She clicked the heavy front door shut as quietly as she could. To close it any louder would have made her leaving more emphatic, more hurtful somehow. Once on the front step she didn’t move. She closed her eyes and leaned back against the physical barrier between them. But the real barrier was something much, much more substantial. Having let the cool evening air wash away some, but only some of the guilt she felt, Ruby got into her car and headed for the airport.

Her limited, but increasing experience had shown her that the airport hotels were best suited to her purpose. The clientele rarely stayed more than one night, two at most – perfect for the transient relationship she sought and needed. As she drove the radio played You Always Hurt the One You Love.

Ruby groaned. Why is it that whenever you have an emotional crisis every bloody tune on the radio seems to be directed at you?
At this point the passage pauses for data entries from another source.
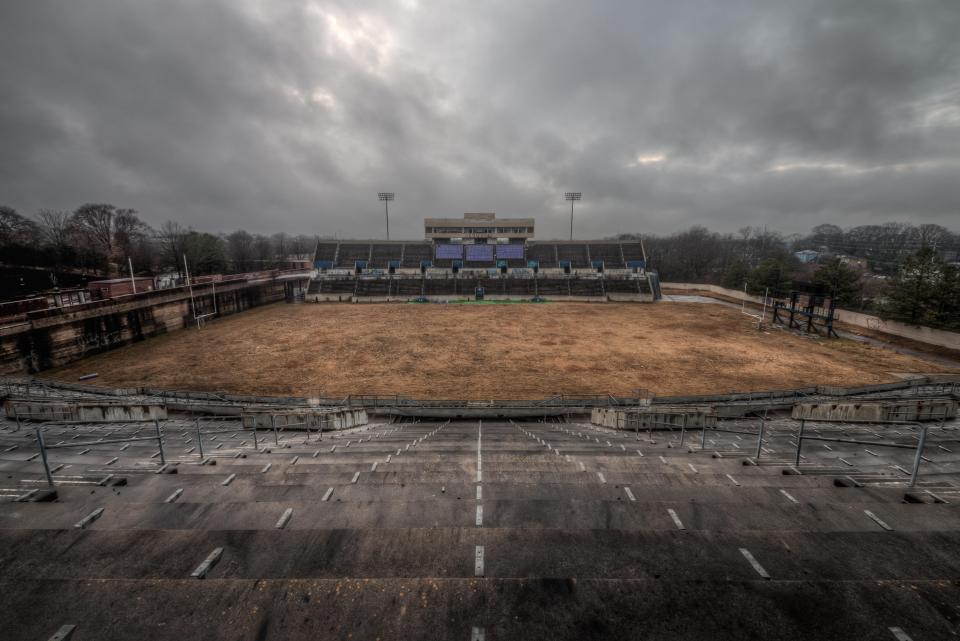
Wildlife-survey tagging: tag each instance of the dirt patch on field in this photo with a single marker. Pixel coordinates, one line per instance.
(490, 351)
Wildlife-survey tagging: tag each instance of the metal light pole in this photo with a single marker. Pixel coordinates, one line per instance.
(572, 196)
(386, 197)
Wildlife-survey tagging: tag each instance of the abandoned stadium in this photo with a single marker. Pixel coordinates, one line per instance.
(727, 484)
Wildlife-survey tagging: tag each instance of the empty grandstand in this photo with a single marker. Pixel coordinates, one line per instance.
(481, 256)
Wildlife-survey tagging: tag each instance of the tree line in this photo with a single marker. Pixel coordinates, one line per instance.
(103, 239)
(900, 271)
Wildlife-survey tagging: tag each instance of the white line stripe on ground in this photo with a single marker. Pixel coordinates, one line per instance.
(789, 496)
(900, 635)
(676, 519)
(282, 523)
(478, 561)
(877, 519)
(756, 566)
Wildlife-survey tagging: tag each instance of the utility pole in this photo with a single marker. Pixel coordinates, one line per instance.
(572, 196)
(386, 197)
But the truth was she did love him. If she hadn’t loved him she wouldn’t have been waiting for him when he’d returned. She would have quietly disappeared from his life back then. Was it really a year ago? She tried to force the thoughts and the bitter memories out of her mind as the airport Sheraton got nearer. As she changed gear, she felt and heard her wedding ring rattle against the gear knob. Her mind pictured the happiest day of her life and the wonderful evening they had spent in the airport hotel – no, not the Sheraton, that would be too much – before their honeymoon flight to St Lucia the next day. But even as she pictured his face smiling at her from the pillow, the image was replaced by him looking at her from a different pillow. The smiling, loving eyes were replaced by the pleading, dulled eyes of a broken man.  

She parked and made her way to the lobby, and the bar. As she approached she could hear the pianist playing some innocuous wallpaper music. The bar sounded noisy, vibrant and full of life – a stark contrast to the house she had left twenty minutes earlier.  This was a different world. To her it was almost a fantasy world, set apart from the reality of her daily life with its responsibilities. Like all good fantasies, it provided her with the escape she needed mentally – but it also provided her with something else.

Her four inch Gucci heels clicked on the polished floor and she caught more than a few men (and some women too) giving her the once over. She was dressed to attract, but not dressed like a tart. As she sat at the bar and ordered a drink, she allowed her black skirt to show enough thigh to give off the signals. Signals that were reinforced by the cream jacket with nothing underneath except a lacy bra. Thigh and cleavage – two undisputed male magnets. Her third weapon was quite simply a smile to die for. The man at home had always said he noticed the smile first, then her legs and then her boobs. Now he only noticed her leaving home every Saturday night, and returning on Sunday morning.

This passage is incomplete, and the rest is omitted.